Regarding “Dr. Frankenwine…”

This highly-entertaining interview reinforces two of the biggest reasons that I have stayed in the wine industry all of these years.

1. The best winemakers in the world are exceptionally intelligent, opinionated, singular and perhaps a little off their nut (in a very good way). Therefore, never boring.

2. Wine is an endlessly complicated, subjective, idiosyncratic subject and beverage. Consensus is impossible, no matter the topic, so the delightful debate rages on. What a blast! Why talk about who’s being voted off the island on American Idol when you can go point and counterpoint on how to define terroir?

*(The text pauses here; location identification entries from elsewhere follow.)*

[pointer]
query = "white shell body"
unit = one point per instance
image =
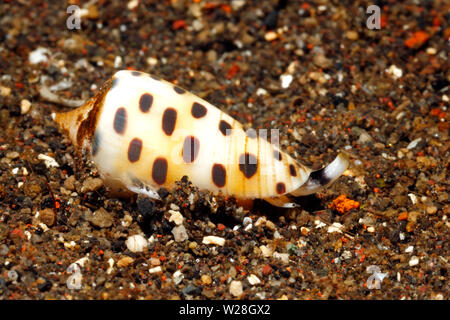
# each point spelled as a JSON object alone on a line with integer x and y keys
{"x": 145, "y": 133}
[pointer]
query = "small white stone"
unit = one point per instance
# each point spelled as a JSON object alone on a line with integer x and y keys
{"x": 237, "y": 4}
{"x": 270, "y": 36}
{"x": 346, "y": 254}
{"x": 177, "y": 276}
{"x": 319, "y": 224}
{"x": 236, "y": 288}
{"x": 286, "y": 80}
{"x": 49, "y": 161}
{"x": 136, "y": 243}
{"x": 39, "y": 55}
{"x": 117, "y": 61}
{"x": 5, "y": 91}
{"x": 335, "y": 227}
{"x": 176, "y": 217}
{"x": 413, "y": 261}
{"x": 261, "y": 92}
{"x": 179, "y": 233}
{"x": 413, "y": 143}
{"x": 413, "y": 198}
{"x": 266, "y": 251}
{"x": 284, "y": 257}
{"x": 25, "y": 106}
{"x": 155, "y": 269}
{"x": 111, "y": 265}
{"x": 213, "y": 240}
{"x": 431, "y": 51}
{"x": 247, "y": 221}
{"x": 277, "y": 235}
{"x": 260, "y": 221}
{"x": 132, "y": 4}
{"x": 253, "y": 280}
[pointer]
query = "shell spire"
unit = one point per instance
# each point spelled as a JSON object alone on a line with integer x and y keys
{"x": 80, "y": 123}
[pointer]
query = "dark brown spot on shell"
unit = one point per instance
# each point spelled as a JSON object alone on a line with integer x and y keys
{"x": 178, "y": 90}
{"x": 224, "y": 127}
{"x": 120, "y": 120}
{"x": 145, "y": 102}
{"x": 134, "y": 150}
{"x": 219, "y": 175}
{"x": 281, "y": 188}
{"x": 191, "y": 147}
{"x": 159, "y": 170}
{"x": 198, "y": 110}
{"x": 277, "y": 155}
{"x": 292, "y": 170}
{"x": 248, "y": 164}
{"x": 169, "y": 121}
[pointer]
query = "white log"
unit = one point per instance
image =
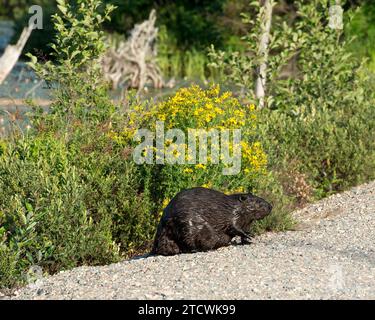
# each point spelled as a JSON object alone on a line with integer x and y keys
{"x": 134, "y": 61}
{"x": 13, "y": 52}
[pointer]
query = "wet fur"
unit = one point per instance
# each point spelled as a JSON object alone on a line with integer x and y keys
{"x": 201, "y": 219}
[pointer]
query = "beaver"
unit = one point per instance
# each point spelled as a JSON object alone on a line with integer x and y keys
{"x": 202, "y": 219}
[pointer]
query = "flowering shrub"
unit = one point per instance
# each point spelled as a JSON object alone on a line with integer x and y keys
{"x": 195, "y": 108}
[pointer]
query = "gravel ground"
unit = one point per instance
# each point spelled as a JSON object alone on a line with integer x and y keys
{"x": 330, "y": 256}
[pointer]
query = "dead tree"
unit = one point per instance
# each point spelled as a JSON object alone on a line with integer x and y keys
{"x": 260, "y": 86}
{"x": 133, "y": 62}
{"x": 13, "y": 52}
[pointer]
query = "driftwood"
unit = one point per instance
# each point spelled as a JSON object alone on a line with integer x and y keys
{"x": 260, "y": 85}
{"x": 13, "y": 52}
{"x": 133, "y": 62}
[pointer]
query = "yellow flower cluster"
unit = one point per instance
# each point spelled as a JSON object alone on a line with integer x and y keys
{"x": 196, "y": 108}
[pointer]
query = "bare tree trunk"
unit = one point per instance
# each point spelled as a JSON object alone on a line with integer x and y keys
{"x": 13, "y": 52}
{"x": 260, "y": 86}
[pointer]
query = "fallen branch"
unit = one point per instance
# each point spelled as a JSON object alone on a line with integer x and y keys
{"x": 12, "y": 53}
{"x": 133, "y": 62}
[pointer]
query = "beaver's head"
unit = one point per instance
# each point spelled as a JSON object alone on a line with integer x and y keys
{"x": 254, "y": 206}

Or the role of wine writers in the whole scheme of things? Or where “manipulation” begins and ends?

Regarding point 1, just read the interview to remove any doubt that Clark Smith, this extremely intelligent and accomplished winemaker, is full of contradictions. In one breath he abhors 50-year-old technological advances and embraces his own more recent ones as the road to salvation. I’ve had the pleasure of listening to Randall Graham’s impassioned explanation for why he does what he does. And sat and wondered at Jim Clendenen’s eccentric pontifications. These guys are brilliant, articulate (well, maybe Smith isn’t so articulate, but who cares?) and would probably be the first to suggest that the personal drummer to which they march has gone down the road a piece. They not only educate and offer diverting commentary - they make us think.

Surely, most of us have misgivings when it comes to big-time manipulation similar to the ones I expressed in the post about my visit to ConeTech, a competitor to Smith’s Vinovation. I’d like to hear what Smith has to say about the piece by John Williams of Frog’s Leap referenced in that entry. Smith says “It all went out the window 50 years ago. It’s way too late and my company is doing everything it can to get us back to where we were…” - contradicting himself yet again. ;-) Williams says it’s not too late: “Pick nearly any problem in winemaking today and you will find with a minimum of research a deep connection to farming practice…” My heart wants to believe Williams.

When it comes to how we should feel about all this, realistically, doesn’t it boil down to which sort of consumer you are? If you view wine as simply a yummy beverage to wash down your bruschetta, innovation and “manipulation”, however you define it, has been a very positive force in the industry. Isn’t it great that cheap wine tastes a whole lot better now than it ever has? I’m that consumer a lot of the time and feel very grateful that the every-day wine I drink usually tastes pretty darned good. That consumer says “I like sausage, but I don’t want to know how it got to my table.”

Then there are those who think of wine as that “soulful product of the earth…” who crave something authentic. I’m that consumer, too, when I stock my cellar with the good stuff and in that case I tend to care about how it all came together. If the producer makes references to terroir and the wine having a “sense of place” then my hope is that they define “manipulation” as something as minor as deciding to add yeast or to age the wine in an oak barrel.

So, I guess I’m a little schizo too. I suppose most of us are.

Anyway, since wine is still a business, last time I checked, we have to figure that most winemakers manipulate a little or a lot to survive. The market only becomes more competitive. You can blame the current state of affairs on the CEOs, as Smith does, or on the wine writers, as I and many others often do. Or the “flying winemakers”.  It doesn’t matter. Pandora has escaped from her technology box and is perhaps enjoying a nice glass of very trendy, heavily-manipulated Tempranillo right now. Crazy.